Wednesday, August 26, 2009

Grad & MBA Orientation

My Goddess, you can't even begin to imagine all the wonderful young people on this campus! Two that I met and chatted with for a time stand out: Stephanie, a tall, slender African-American who has been working since she was 13. She's the first in her family to go to college and figured out the ropes on her own. She earned her B.A. at U.C. Berkeley, working the whole time to put herself through. Berkeley, she said, gave her more than an education; it taught her self-reliance. She's been working I.T. at a non-profit for several years and got laid off. She's starting her Masters in computer science and is hoping to be able to only go to school and not work for at least one semester. I hope she gets her wish - I know she'll do well.

The other stand out is a young man (yes, Mills accepts men but very few apply), who is a part of my cohort in the MBA program. He was raised in East Oakland and Richmond, CA. As he put it, "there were 12 of us on my street who started school as kids together. Today, 8 are dead, 2 are in jail, and the other is mentally retarded. Then there's me ..." He's working at an AIDS non-profit and will be pursuing his MBA concurrently. He wants to get his doctorate and become a professor, particularly so he can help young people of color. I have no doubt that he'll accomplish this and much more.

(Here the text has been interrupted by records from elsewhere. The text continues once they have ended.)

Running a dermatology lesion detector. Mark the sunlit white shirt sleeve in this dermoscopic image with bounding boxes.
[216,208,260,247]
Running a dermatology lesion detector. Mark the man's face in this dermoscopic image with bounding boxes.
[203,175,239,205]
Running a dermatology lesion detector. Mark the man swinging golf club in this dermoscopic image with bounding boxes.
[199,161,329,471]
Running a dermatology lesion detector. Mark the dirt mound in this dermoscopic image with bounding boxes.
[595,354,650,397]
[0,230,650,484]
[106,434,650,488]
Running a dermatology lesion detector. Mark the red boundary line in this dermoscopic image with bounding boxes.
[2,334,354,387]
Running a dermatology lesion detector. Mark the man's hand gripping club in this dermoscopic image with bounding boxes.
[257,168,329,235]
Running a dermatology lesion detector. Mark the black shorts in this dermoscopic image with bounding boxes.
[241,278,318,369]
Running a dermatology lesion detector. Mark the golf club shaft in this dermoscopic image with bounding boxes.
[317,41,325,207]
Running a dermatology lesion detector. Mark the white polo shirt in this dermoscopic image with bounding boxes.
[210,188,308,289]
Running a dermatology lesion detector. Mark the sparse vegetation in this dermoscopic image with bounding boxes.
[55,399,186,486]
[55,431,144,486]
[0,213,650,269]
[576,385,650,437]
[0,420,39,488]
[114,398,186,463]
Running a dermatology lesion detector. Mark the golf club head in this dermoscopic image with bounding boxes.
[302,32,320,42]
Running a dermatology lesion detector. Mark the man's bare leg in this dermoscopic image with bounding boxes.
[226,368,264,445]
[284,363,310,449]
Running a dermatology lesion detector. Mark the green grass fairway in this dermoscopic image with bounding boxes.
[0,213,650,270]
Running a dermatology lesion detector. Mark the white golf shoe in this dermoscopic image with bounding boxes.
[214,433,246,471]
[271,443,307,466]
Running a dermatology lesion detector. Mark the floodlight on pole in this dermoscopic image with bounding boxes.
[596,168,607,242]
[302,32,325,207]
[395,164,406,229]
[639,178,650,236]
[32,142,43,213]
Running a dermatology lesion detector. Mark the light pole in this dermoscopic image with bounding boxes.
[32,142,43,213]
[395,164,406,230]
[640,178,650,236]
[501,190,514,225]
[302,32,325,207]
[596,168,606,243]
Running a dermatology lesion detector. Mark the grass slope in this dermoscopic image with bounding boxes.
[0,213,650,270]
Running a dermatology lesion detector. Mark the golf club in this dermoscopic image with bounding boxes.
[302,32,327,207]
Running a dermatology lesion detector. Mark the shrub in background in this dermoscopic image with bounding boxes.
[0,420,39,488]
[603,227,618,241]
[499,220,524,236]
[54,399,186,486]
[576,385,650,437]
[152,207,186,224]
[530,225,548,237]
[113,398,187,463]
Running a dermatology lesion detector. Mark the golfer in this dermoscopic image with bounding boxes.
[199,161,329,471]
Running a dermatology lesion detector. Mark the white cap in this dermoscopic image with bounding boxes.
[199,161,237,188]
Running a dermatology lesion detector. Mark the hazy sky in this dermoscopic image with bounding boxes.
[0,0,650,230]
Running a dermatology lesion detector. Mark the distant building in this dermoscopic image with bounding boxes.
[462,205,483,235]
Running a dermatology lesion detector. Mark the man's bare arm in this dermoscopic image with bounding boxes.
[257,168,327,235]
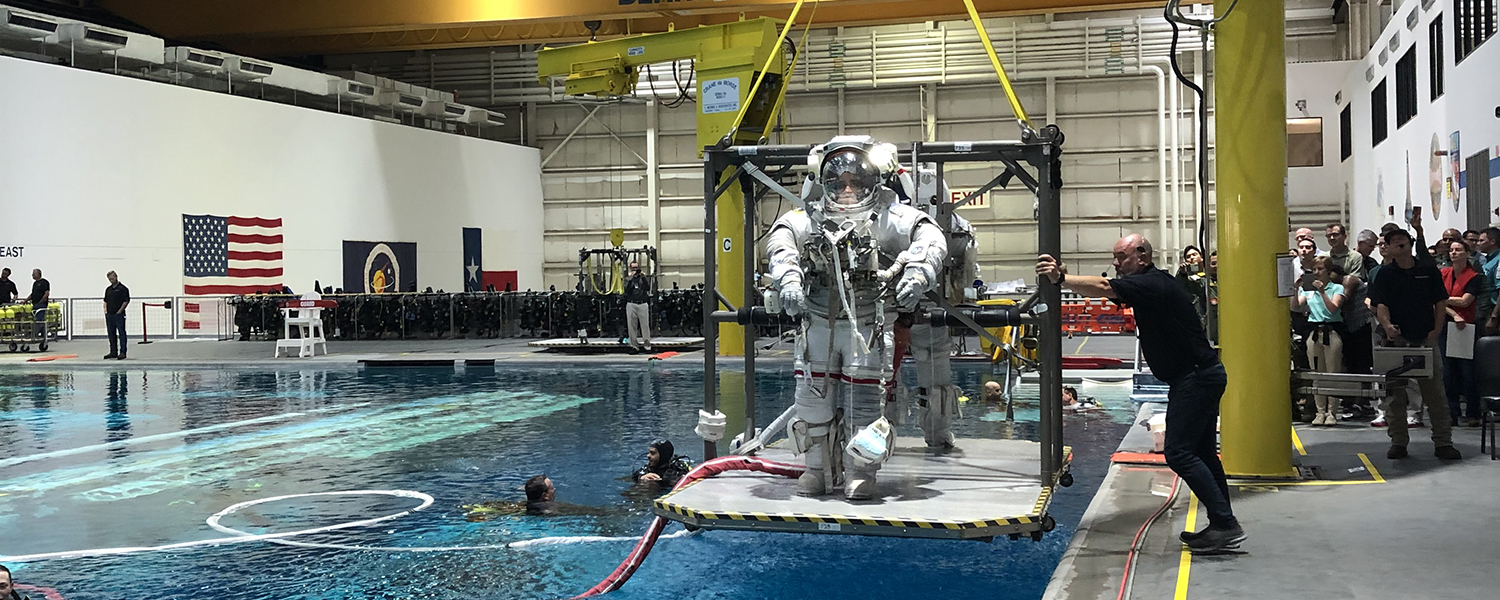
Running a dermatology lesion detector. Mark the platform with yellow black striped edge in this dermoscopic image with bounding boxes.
[654,438,1073,540]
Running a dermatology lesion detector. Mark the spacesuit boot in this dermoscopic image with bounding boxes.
[845,419,896,500]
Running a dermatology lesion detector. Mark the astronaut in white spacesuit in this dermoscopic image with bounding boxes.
[767,137,948,500]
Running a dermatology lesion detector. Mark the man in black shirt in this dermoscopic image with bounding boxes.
[1037,234,1245,552]
[26,269,53,338]
[1370,228,1463,461]
[0,269,21,305]
[626,261,651,353]
[104,272,131,360]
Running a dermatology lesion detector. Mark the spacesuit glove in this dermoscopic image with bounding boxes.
[782,281,807,317]
[896,269,927,312]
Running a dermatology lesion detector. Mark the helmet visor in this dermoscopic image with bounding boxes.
[822,150,881,207]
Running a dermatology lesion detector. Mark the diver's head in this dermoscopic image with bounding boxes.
[647,438,677,468]
[527,476,557,503]
[984,381,1005,402]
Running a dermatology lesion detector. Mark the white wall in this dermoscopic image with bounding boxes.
[1287,60,1359,230]
[0,57,542,297]
[1340,0,1500,242]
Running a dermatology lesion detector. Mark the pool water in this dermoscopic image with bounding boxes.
[0,365,1133,600]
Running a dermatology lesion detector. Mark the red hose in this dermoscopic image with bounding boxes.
[573,456,807,600]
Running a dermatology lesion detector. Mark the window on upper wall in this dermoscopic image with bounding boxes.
[1454,0,1496,65]
[1427,13,1440,101]
[1370,80,1389,146]
[1397,45,1416,129]
[1338,104,1355,162]
[1287,117,1323,167]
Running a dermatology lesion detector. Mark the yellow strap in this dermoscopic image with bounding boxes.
[729,0,818,141]
[774,3,819,126]
[963,0,1031,128]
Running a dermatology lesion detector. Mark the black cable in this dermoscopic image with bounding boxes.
[1163,0,1212,325]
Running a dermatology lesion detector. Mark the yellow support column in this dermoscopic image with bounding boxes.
[1214,0,1295,477]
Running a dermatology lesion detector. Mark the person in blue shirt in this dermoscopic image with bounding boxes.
[1298,257,1344,426]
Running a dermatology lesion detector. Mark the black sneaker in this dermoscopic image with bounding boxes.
[1187,525,1245,552]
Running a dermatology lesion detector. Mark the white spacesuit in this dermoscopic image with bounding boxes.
[896,168,980,450]
[767,137,948,500]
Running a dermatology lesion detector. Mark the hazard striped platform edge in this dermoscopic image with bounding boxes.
[653,447,1073,531]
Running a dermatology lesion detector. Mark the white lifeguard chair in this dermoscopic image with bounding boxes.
[272,293,338,359]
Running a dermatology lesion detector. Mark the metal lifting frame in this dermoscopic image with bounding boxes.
[704,135,1064,486]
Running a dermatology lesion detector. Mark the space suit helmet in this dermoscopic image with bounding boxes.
[818,137,894,219]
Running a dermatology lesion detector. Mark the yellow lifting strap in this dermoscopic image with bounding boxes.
[729,0,818,141]
[960,0,1031,129]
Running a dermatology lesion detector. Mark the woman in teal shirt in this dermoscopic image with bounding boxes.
[1298,257,1344,426]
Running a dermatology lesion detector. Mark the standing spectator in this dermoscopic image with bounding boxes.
[1292,227,1328,257]
[1323,224,1365,282]
[1370,228,1463,459]
[1037,234,1245,552]
[626,261,651,353]
[1344,261,1379,419]
[1178,246,1209,321]
[0,267,21,305]
[1478,227,1500,336]
[1349,230,1380,282]
[104,272,131,360]
[1433,228,1464,267]
[1298,257,1344,425]
[26,269,53,338]
[1428,240,1481,426]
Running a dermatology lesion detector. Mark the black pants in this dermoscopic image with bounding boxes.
[104,312,131,357]
[1166,365,1239,528]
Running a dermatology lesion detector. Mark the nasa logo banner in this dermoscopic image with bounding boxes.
[344,240,417,294]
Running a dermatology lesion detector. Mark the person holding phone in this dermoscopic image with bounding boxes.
[1370,228,1463,461]
[1298,257,1344,426]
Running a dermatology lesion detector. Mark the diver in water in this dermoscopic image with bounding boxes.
[630,438,693,489]
[1062,386,1104,413]
[462,476,597,519]
[0,564,27,600]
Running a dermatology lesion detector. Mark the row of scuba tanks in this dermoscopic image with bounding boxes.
[228,285,704,339]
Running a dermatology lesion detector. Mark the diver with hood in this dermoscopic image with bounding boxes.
[630,438,693,489]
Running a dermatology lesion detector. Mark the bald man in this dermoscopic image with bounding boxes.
[1037,234,1245,552]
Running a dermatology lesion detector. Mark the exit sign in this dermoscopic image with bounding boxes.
[948,189,990,210]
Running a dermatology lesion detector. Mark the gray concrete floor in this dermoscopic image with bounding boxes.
[1044,408,1500,600]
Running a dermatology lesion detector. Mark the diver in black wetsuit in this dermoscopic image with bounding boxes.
[0,564,27,600]
[630,438,693,489]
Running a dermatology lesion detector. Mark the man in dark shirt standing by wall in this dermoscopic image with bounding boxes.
[1037,234,1245,552]
[104,272,131,360]
[1370,228,1463,461]
[0,269,21,305]
[26,269,53,338]
[626,261,651,353]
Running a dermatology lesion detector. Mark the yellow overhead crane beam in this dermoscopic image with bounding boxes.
[537,17,797,356]
[98,0,1164,57]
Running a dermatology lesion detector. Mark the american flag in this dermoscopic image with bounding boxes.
[183,215,282,296]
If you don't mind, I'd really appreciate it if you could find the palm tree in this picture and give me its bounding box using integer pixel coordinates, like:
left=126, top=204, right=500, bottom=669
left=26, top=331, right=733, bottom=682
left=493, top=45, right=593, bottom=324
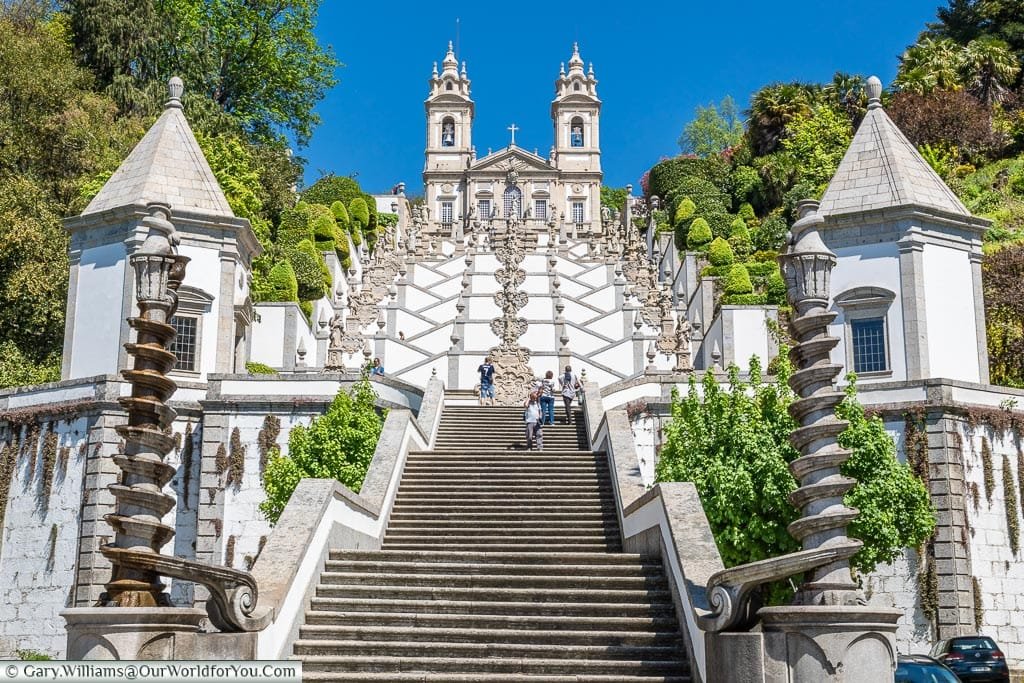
left=822, top=71, right=867, bottom=128
left=963, top=36, right=1021, bottom=104
left=896, top=36, right=965, bottom=94
left=746, top=83, right=815, bottom=157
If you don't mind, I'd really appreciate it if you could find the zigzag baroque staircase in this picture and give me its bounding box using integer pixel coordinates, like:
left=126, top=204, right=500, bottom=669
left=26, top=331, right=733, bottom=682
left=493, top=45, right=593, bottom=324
left=294, top=405, right=690, bottom=683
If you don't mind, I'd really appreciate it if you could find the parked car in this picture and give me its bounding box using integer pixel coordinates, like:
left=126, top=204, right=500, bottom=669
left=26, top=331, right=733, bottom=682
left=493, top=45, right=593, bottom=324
left=896, top=654, right=959, bottom=683
left=932, top=636, right=1010, bottom=683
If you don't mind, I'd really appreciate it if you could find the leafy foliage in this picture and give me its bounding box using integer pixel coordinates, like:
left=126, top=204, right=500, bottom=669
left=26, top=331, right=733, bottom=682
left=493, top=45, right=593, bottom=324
left=679, top=95, right=743, bottom=157
left=657, top=358, right=935, bottom=600
left=259, top=379, right=384, bottom=523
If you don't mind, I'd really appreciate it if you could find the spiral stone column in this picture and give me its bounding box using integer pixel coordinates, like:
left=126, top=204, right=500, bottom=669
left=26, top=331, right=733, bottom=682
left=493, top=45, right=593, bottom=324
left=780, top=201, right=863, bottom=605
left=100, top=203, right=188, bottom=607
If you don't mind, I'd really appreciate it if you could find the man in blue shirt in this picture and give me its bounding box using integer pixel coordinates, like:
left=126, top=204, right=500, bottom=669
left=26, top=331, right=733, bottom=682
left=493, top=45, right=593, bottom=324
left=476, top=355, right=495, bottom=405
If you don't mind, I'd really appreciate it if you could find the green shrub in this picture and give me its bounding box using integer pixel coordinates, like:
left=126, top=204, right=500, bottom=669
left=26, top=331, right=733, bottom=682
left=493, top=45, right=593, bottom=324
left=331, top=202, right=352, bottom=232
left=725, top=263, right=754, bottom=294
left=246, top=360, right=278, bottom=375
left=275, top=202, right=314, bottom=248
left=729, top=217, right=751, bottom=258
left=752, top=209, right=790, bottom=252
left=739, top=202, right=758, bottom=225
left=722, top=294, right=768, bottom=306
left=259, top=379, right=384, bottom=523
left=743, top=261, right=778, bottom=278
left=686, top=218, right=714, bottom=251
left=708, top=238, right=736, bottom=265
left=348, top=197, right=370, bottom=232
left=656, top=358, right=935, bottom=602
left=765, top=270, right=787, bottom=306
left=674, top=197, right=697, bottom=225
left=266, top=261, right=299, bottom=301
left=288, top=240, right=330, bottom=301
left=302, top=174, right=362, bottom=208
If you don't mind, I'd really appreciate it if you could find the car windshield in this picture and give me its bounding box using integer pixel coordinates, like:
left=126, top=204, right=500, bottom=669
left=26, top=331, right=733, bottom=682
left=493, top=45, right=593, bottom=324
left=896, top=661, right=959, bottom=683
left=949, top=638, right=997, bottom=652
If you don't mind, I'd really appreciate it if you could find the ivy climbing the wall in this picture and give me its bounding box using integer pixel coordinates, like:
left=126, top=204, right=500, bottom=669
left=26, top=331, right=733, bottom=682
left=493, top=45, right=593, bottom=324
left=657, top=356, right=935, bottom=599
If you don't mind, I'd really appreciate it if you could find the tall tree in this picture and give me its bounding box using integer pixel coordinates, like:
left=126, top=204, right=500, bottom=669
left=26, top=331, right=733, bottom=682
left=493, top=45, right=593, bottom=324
left=678, top=95, right=743, bottom=157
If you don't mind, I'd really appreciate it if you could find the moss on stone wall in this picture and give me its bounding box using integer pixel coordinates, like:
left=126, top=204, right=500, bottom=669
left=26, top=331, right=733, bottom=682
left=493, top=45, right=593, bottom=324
left=1002, top=454, right=1021, bottom=556
left=226, top=427, right=246, bottom=488
left=981, top=436, right=995, bottom=505
left=256, top=415, right=281, bottom=481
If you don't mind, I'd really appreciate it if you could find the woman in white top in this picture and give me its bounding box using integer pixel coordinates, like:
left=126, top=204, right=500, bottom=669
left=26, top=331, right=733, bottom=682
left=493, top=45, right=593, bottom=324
left=522, top=391, right=544, bottom=451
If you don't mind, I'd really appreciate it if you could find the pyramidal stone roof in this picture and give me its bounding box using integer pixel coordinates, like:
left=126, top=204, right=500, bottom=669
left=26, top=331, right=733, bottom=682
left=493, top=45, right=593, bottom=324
left=818, top=76, right=971, bottom=216
left=82, top=78, right=234, bottom=216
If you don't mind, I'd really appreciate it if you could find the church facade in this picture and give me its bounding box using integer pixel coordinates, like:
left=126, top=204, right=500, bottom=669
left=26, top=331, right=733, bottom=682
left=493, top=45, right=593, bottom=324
left=423, top=43, right=602, bottom=237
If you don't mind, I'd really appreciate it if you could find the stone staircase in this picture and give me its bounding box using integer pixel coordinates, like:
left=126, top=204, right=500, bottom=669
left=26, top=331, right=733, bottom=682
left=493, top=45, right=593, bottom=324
left=294, top=405, right=690, bottom=683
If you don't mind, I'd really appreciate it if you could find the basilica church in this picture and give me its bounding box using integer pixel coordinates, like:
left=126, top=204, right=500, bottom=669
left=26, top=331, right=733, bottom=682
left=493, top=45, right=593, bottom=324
left=423, top=43, right=601, bottom=240
left=0, top=43, right=1024, bottom=682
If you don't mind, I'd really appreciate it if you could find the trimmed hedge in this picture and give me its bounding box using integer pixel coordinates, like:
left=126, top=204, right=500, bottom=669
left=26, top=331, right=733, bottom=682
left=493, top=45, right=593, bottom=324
left=267, top=261, right=299, bottom=301
left=722, top=294, right=768, bottom=306
left=708, top=236, right=736, bottom=265
left=725, top=263, right=754, bottom=294
left=275, top=202, right=314, bottom=249
left=288, top=240, right=330, bottom=301
left=686, top=218, right=714, bottom=251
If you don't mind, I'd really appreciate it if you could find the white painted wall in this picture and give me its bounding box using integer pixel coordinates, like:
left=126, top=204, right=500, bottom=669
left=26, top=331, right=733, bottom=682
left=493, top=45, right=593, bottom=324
left=66, top=243, right=127, bottom=379
left=923, top=245, right=981, bottom=382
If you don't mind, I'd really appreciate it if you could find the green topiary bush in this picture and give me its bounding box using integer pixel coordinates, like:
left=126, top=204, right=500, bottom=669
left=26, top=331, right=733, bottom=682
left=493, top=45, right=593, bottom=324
left=259, top=380, right=384, bottom=523
left=348, top=197, right=370, bottom=232
left=686, top=218, right=714, bottom=251
left=673, top=197, right=697, bottom=225
left=708, top=238, right=736, bottom=266
left=246, top=360, right=278, bottom=375
left=765, top=270, right=787, bottom=306
left=725, top=263, right=754, bottom=294
left=729, top=217, right=751, bottom=258
left=267, top=261, right=299, bottom=301
left=288, top=240, right=328, bottom=301
left=331, top=202, right=352, bottom=232
left=275, top=202, right=314, bottom=249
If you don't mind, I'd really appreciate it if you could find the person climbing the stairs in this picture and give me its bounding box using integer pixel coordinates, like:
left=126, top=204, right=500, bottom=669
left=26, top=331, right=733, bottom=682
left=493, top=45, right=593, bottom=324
left=558, top=366, right=582, bottom=425
left=522, top=391, right=544, bottom=451
left=534, top=370, right=555, bottom=425
left=476, top=355, right=495, bottom=405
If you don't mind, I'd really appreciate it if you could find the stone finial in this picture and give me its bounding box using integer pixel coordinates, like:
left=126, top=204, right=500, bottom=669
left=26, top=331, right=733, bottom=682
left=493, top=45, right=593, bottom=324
left=866, top=76, right=882, bottom=110
left=164, top=76, right=185, bottom=109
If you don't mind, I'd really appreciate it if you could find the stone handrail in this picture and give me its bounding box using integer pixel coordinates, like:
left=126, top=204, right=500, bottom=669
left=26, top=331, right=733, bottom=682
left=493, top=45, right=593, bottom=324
left=584, top=382, right=724, bottom=683
left=252, top=395, right=443, bottom=659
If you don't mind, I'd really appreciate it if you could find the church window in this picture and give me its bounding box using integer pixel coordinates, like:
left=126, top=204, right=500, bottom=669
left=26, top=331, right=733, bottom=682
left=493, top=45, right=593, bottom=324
left=572, top=202, right=583, bottom=225
left=534, top=200, right=548, bottom=220
left=850, top=317, right=889, bottom=373
left=836, top=286, right=896, bottom=375
left=505, top=185, right=522, bottom=218
left=441, top=118, right=455, bottom=147
left=569, top=117, right=583, bottom=147
left=167, top=315, right=199, bottom=373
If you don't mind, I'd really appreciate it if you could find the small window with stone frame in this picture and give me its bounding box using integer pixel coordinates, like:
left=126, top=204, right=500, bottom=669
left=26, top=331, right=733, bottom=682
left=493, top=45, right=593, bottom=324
left=167, top=315, right=199, bottom=373
left=569, top=117, right=584, bottom=147
left=572, top=202, right=584, bottom=225
left=835, top=287, right=896, bottom=377
left=534, top=200, right=548, bottom=220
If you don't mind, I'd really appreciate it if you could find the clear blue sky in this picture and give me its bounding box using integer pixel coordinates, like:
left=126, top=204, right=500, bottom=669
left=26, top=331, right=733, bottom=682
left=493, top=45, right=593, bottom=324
left=299, top=0, right=944, bottom=195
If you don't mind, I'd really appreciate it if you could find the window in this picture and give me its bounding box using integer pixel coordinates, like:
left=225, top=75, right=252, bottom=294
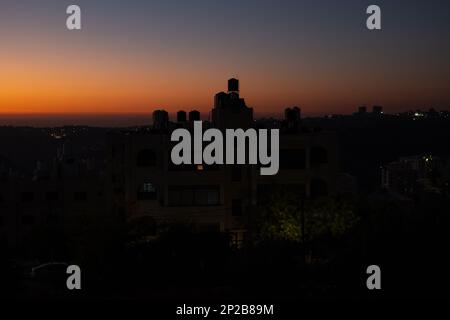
left=22, top=214, right=34, bottom=226
left=231, top=165, right=242, bottom=182
left=74, top=191, right=87, bottom=201
left=137, top=182, right=156, bottom=200
left=136, top=149, right=156, bottom=167
left=311, top=179, right=328, bottom=198
left=45, top=191, right=59, bottom=201
left=20, top=192, right=34, bottom=202
left=280, top=149, right=306, bottom=170
left=311, top=147, right=328, bottom=166
left=169, top=186, right=220, bottom=206
left=231, top=199, right=242, bottom=217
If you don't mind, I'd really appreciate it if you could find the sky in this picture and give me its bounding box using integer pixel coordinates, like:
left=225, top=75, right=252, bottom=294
left=0, top=0, right=450, bottom=125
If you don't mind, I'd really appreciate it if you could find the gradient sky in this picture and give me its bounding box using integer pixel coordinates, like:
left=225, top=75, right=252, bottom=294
left=0, top=0, right=450, bottom=122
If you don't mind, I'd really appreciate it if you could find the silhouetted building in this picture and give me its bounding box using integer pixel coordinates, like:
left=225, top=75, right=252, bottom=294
left=189, top=110, right=200, bottom=122
left=358, top=106, right=367, bottom=115
left=372, top=106, right=383, bottom=116
left=153, top=110, right=169, bottom=130
left=212, top=79, right=254, bottom=129
left=107, top=79, right=338, bottom=243
left=177, top=110, right=187, bottom=123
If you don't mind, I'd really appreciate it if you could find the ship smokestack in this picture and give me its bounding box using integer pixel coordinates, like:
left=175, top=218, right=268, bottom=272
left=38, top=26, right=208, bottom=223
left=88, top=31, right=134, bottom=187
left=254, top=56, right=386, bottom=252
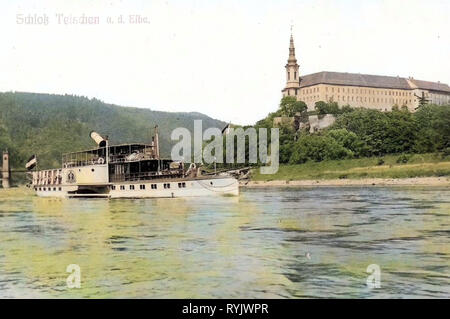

I tell these stories because I think the young people of today often get a really bad rap. I think they are smart, experienced, insightful, sensitive, aware, and brimming with an authentic desire for social change and good. I love them and I'm so grateful to be among them.

There's also a good proportion of mid-lifers like me in the program, probably 15%, which is reassuring (I'm not the only lunatic). I haven't had the chance to talk with all of them, but those I did chat with shared similar stories and goals; e.g., laid off, bored to tears with previous job, seeking growth through education, and looking for a change.

I want to mention that another part of my decision to return to grad school is in honor of the spirit of my friend, Willie Neiman. Willie and I earned our Anthropology Masters together and remained good friends over the years. We always talked about how we were going to go back to school one day (he was brilliant). He died of cancer last year at age 53. I'm sure he's hangin' on Mt. Olympus with Zeus thrusting lightening bolts, and traipsing off from time to time to help Thor wield his hammer. Willie's spirit keeps me strong and resolute in my decision. "Full throttle," Willie!

Back to Mills ... We're the first class in the new Lorry Lokey Graduate School of Business building and it's magnificent! It's super modern and green, with an incredible garden rooftop that you can see when on the second floor. We have plush chairs, state of the art technology, and that awesome newness everywhere. It feels like a fine place to be spending my time! I have my first class tomorrow - Negotiations. Can't wait!

Thursday, August 13, 2009

Why, OH why would I do such a thing?

Crazy, courageous, ridiculous, delusional, brilliant or all of the above? These, and many more such thoughts, have bounced and bounded around my brain since deciding to earn my MBA at the age of 50. So, here’s my story:

I’ve been employed as a managing editor for the past 17 years, nearly 13 of which have been with the same company. My job has been that of a content editor for an enormous history, social science, humanities curricula called the Paragon Curriculum®, which is implemented in Mosaica Education, Inc. schools around the nation (it’s a proprietary program). My job has been very gratifying— I’ve learned so much and have worked with wonderful people. But, the curriculum is done, finished, complete— nearly 40,000 pages— and I’ve been laid off.

So, I’m at a crossroad. I’ve thought deeply and earnestly about what I want and going back and working at what I’ve been doing just isn’t resonating. I went through a serious health challenge a few years back, which is still affecting me. I have an acoustic neuroma, which is a type of a benign brain tumor. I’ll write more about it another time, but for now it is suffice to say that working at a computer for 8 – 10 hours a day, five days a week, which is required of my job, is way too challenging. I want a change and I feel it is in my best interest to seek a change, so I started considering graduate school.

I already have a Masters degree in Anthropology, which has served me very well. Yet, it’s been a long held dream to create my own business. It’s been fascinating to witness the growth of Mosaica Education, Inc. and, as the first employee hired, I’ve experienced the ups and downs of a start-up company. While I want to form my own business, I seriously lack so many of the skills necessary to do so—accounting, finance, marketing, advertising, and so on. When one earns a degree in the social sciences like I did, one does not even dabble in these disciplines. So, I decided that a MBA would be a great choice!

I’m enrolled at Mills College in Oakland, CA and classes begin on August 26th. Please come with me as I chronicle my journey of earning a MBA @ 50!